Work Experience

Zoho

Zoho Corporation, Chennai

AI/Data Engineer — LLM ZLabs R&D
Jan 2024 – July 2025

  • Performed large-scale data categorization using Lilac clustering; Benchmarked scalability, identifying high time costs and false-positives. Developed a rate-limited Google Classification API pipeline to produce reliable data–category pairs for downstream model training.
  • Built a Streamlit app using Hugging Face APIs to load data, tokenize, filter, ingest meta, generate recipes & perform regex-based search.
  • Researched various open-source data tools for LLMs. Generated 100s of billions of tokens of Indic data by translating open-source English datasets using an internal CPU-based translation model, optimized with multi-threading for faster processing.

HuggingFace Data Engineering LLM Lilac Streamlit
Manager: Prathima MR, AI Engineer (Team Lead), LLM ZLabs R&D
Zoho

Zoho Corporation, Chennai

ML/Deep Learning Engineer — ASR ZLabs R&D
July 2021 – Dec 2023

  • Integrated a FST based Inverse Text Normalization (ITN) system into ASR post-processing using NVIDIA NeMo and added 4 custom grammar rules using Pynini. Compiled into FAR, reducing processing time by 140× and memory use by 80%.
  • Generated 5M+ synthetic spoken-written pairs for capitalization using OpenAI APIs and led 4-member team for ITN data annotation.
  • Benchmarked F1 scores for internal punct-cap models; Refactored & retrained punct-cap transformer-encoder in PyTorch Lightning.
  • Generated transcriptions using Whisper to fine-tune an internal ASR model. Built & deployed a Flask inference demo as a Linux service.
  • Preprocessed ASR datasets, boosting training data by 16%. Enhanced ASR functionality with a torchaudio based audio I/O module.
  • Built internal tools (pystratus, dvc-stratus) for dataset and model management, enabling secure cross-team adoption with OAuth and resource policies. Maintained ZWAF for OneAuth token validation in cross-team Zoho API communication.
  • Integrated ZWAF into FastAPI-based ASR web server middleware, securing cross-team usage.

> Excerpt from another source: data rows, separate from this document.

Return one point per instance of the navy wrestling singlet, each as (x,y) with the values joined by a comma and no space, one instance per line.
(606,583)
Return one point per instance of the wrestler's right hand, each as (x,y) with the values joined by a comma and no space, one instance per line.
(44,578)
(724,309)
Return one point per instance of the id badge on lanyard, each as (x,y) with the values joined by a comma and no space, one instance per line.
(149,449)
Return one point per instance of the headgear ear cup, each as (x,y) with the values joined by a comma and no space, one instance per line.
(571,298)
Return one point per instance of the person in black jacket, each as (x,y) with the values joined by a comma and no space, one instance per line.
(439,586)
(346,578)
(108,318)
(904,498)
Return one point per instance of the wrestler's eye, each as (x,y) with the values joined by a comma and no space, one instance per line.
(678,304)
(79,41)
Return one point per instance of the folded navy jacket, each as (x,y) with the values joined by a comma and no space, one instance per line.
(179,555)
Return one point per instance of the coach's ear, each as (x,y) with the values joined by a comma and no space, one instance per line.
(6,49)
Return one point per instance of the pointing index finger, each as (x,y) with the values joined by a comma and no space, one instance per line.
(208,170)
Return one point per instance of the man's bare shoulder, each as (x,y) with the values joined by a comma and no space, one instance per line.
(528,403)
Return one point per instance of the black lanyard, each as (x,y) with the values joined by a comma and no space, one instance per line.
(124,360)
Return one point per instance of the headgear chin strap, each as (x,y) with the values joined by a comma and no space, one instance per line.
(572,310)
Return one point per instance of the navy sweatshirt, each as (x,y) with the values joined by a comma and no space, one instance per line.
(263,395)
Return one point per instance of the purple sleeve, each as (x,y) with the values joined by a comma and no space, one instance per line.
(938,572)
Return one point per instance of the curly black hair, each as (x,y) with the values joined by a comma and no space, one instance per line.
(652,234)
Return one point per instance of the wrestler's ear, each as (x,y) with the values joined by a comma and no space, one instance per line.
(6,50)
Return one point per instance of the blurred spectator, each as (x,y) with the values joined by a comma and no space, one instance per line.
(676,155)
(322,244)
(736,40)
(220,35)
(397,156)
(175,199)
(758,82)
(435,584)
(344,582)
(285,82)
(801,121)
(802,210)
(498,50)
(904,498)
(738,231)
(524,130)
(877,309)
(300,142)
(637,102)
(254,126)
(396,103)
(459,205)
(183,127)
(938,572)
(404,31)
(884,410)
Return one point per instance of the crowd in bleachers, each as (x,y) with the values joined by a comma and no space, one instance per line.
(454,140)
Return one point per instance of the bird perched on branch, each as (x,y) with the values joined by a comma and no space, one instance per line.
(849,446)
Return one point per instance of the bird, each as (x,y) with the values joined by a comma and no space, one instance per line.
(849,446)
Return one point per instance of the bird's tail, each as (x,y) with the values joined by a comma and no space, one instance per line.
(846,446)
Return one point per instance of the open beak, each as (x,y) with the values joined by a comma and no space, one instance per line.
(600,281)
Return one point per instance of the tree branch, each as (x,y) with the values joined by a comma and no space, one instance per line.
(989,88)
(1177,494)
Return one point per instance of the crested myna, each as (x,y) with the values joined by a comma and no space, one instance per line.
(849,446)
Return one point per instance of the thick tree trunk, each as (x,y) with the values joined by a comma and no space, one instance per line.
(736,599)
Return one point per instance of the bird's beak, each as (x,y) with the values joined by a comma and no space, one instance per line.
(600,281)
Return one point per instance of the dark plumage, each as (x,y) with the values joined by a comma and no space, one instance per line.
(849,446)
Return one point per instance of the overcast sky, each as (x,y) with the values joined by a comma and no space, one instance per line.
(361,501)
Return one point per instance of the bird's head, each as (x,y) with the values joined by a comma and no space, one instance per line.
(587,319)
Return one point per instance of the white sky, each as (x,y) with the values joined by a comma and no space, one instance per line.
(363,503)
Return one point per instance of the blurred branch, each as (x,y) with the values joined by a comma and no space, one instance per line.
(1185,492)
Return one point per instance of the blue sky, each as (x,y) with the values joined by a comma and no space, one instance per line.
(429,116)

ITN Pynini PyTorch NVIDIA NeMo Flask FastAPI DVC
Manager: Ananda Seelan Lakshmi Narasimhan, Senior Deep Learning Scientist, NVIDIA (formerly ML Engineer Team Lead, ASR ZLabs R&D)
Zoho

Zoho Corporation, Chennai

Project Trainee (Intern) — ASR ZLabs R&D
Jan 2021 – June 2021

  • Collected and preprocessed datasets for ASR model, assisting peer ML Engineers with data requirements, increased benchmark data suite by 83% (400 hours of audio). Added PyTorch Iterable Dataset classes for each dataset and unit tests using pytest.
  • Processed open-source datasets using youtube-dl for YouTube data, Google ASR for synthetic transcriptions and developed a Streamlit tool for audio recording. Organized team sessions to create a limited benchmark with real-time recordings.

Python PyTorch Dataset Pytest Streamlit Google ASR
Manager: Ananda Seelan Lakshmi Narasimhan, Senior Deep Learning Scientist, NVIDIA (formerly ML Engineer Team Lead, ASR ZLabs R&D)
Mentor: Raman Rajarathinam, ML Engineer, ASR ZLabs R&D
ONGC

ONGC, Chennai

Intern — Regional Computer Center
May 2019

  • Developed an issue tracking system on ONGC's intranet, enabling issue creation, retrieval by ID, and resolution status tracking. Users could accept or deny resolutions to flag if further assistance was needed.
  • Gained hands-on experience collaborating with a team of software engineers on a real-world product.

Python Web Development Intranet
Advisor: Shri B. Ravindranath, Chief Manager of Programming, ONGC Ltd.
Mentor: Shri Pruthvee Mamidikuduru, Deputy Manager of Programming, ONGC Ltd.